I am reading the first pages of the "Lessons of Functional Analysis" of Riesz and Nagy, because I learned that this book was the main source for Apostol chapter about the Lebesgue Integral, and I am trying to find a proof of the Fundamental Theorem of Calculus for Lebesgue Integrals worked out within this approach (not Measure Theory).

One of the first theorems of Riesz-Nagy's book states: "Every monotonic function f(x) posseses a finite derivative at every point x with the possible exception of the points x of a set of measure zero".

To proof this T they use this lemma:

"Let g(x) be a continuous function defined in the closed interval (a, b), and let E be the set of points x interior to this interval and such that there exists and e lying to the right of x with g(e) > g(x). Then the set E is either empty or an open set, i.e., it decomposes into a finite number or a denumerable infinity of open and disjoint intervals (a_k, b_k) (the underline is mine), and g(a_k) < g(b_k) for all these intervals".
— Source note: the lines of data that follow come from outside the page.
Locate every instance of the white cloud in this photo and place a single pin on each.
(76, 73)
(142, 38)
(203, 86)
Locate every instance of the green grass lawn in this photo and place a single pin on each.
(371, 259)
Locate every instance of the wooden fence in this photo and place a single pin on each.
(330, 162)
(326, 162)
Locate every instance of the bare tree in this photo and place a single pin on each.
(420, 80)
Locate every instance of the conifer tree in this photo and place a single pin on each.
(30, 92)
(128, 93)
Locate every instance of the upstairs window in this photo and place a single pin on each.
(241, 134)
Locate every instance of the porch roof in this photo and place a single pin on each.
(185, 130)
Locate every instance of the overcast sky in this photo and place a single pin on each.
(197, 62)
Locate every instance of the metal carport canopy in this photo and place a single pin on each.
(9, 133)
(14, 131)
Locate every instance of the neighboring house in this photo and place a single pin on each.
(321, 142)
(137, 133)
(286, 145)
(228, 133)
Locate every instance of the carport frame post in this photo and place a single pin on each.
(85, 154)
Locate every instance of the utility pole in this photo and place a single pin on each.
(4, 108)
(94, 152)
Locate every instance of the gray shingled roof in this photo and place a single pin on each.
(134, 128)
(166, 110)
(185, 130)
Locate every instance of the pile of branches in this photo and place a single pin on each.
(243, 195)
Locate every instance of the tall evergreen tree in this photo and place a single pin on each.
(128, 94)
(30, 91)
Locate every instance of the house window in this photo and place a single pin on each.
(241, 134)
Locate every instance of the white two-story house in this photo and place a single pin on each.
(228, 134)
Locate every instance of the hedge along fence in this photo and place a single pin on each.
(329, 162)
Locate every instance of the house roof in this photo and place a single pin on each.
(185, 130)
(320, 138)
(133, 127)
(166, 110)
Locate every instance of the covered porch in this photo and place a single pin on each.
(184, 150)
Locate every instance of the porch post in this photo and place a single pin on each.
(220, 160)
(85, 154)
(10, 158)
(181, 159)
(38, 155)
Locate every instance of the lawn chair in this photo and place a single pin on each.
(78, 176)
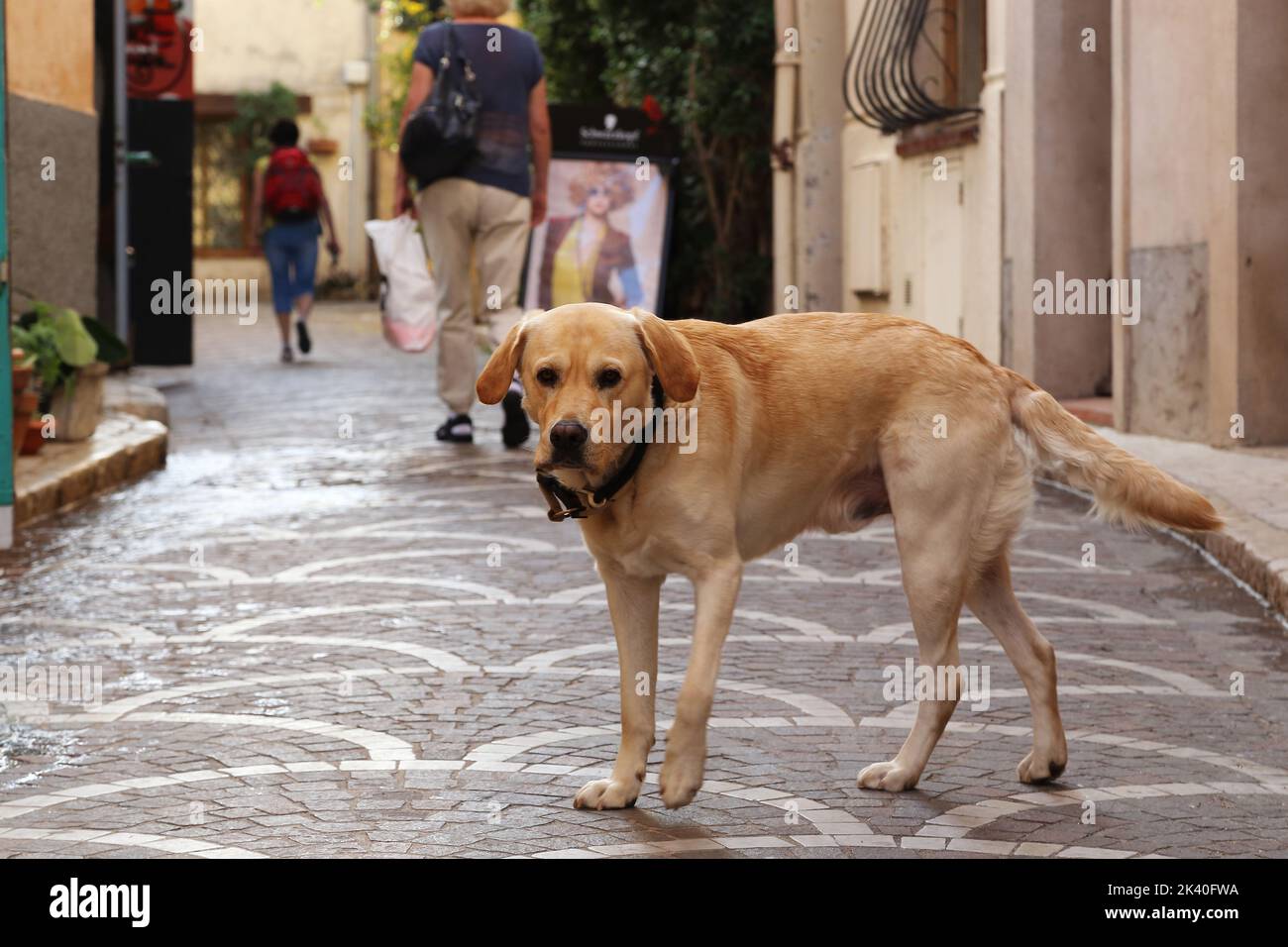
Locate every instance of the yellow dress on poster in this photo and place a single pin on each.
(574, 274)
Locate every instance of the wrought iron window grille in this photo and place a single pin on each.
(887, 82)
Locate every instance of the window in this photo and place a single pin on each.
(220, 191)
(914, 60)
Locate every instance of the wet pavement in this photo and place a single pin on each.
(321, 633)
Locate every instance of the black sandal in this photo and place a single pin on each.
(458, 429)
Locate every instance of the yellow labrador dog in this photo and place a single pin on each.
(804, 421)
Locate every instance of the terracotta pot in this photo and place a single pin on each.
(77, 416)
(33, 437)
(22, 377)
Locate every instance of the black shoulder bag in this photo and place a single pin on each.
(441, 134)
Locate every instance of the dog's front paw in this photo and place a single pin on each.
(682, 771)
(606, 793)
(1042, 766)
(888, 776)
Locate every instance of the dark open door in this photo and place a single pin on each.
(160, 134)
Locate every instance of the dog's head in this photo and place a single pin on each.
(578, 361)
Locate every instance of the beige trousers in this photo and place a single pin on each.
(462, 219)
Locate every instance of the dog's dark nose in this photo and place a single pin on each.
(568, 437)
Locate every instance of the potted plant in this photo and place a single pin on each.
(25, 402)
(71, 357)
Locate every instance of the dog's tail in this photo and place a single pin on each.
(1128, 489)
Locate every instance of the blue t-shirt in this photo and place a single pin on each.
(506, 65)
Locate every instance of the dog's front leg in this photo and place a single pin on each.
(716, 591)
(632, 604)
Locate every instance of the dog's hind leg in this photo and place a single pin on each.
(939, 492)
(632, 603)
(993, 603)
(934, 585)
(715, 595)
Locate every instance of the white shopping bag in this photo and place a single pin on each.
(407, 291)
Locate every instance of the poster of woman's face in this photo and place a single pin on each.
(603, 239)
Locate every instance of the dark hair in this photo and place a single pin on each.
(283, 134)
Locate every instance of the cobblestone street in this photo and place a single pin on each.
(322, 633)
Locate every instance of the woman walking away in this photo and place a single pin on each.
(288, 189)
(483, 210)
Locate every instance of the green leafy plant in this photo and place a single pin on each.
(403, 20)
(257, 114)
(58, 342)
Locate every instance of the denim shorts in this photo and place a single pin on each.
(291, 249)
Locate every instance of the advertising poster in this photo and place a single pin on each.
(605, 234)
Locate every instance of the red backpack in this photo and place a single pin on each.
(292, 188)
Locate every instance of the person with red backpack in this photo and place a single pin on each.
(288, 189)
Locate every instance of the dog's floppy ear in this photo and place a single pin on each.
(494, 379)
(670, 356)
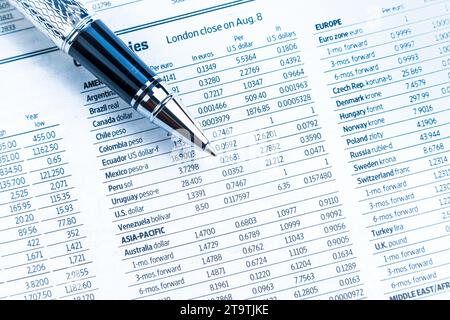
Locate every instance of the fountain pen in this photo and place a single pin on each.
(90, 42)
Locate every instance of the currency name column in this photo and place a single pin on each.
(388, 81)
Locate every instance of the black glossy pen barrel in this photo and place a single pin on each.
(99, 50)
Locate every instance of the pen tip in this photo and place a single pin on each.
(210, 151)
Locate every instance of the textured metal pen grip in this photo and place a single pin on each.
(61, 20)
Well I suppose I can follow the lemma's proof on the book but in this
statement there is something I did not know. Why to be E an open set implies that it decomposes into a finite number or a denumerable infinity of open and disjoint intervals ?
Every open set in the Real line is the countable union of open intervals. You may argue component-wise. If the set is connected it must be an interval. Induct on the number of components. You will have a rational in each component, this gives you the countability.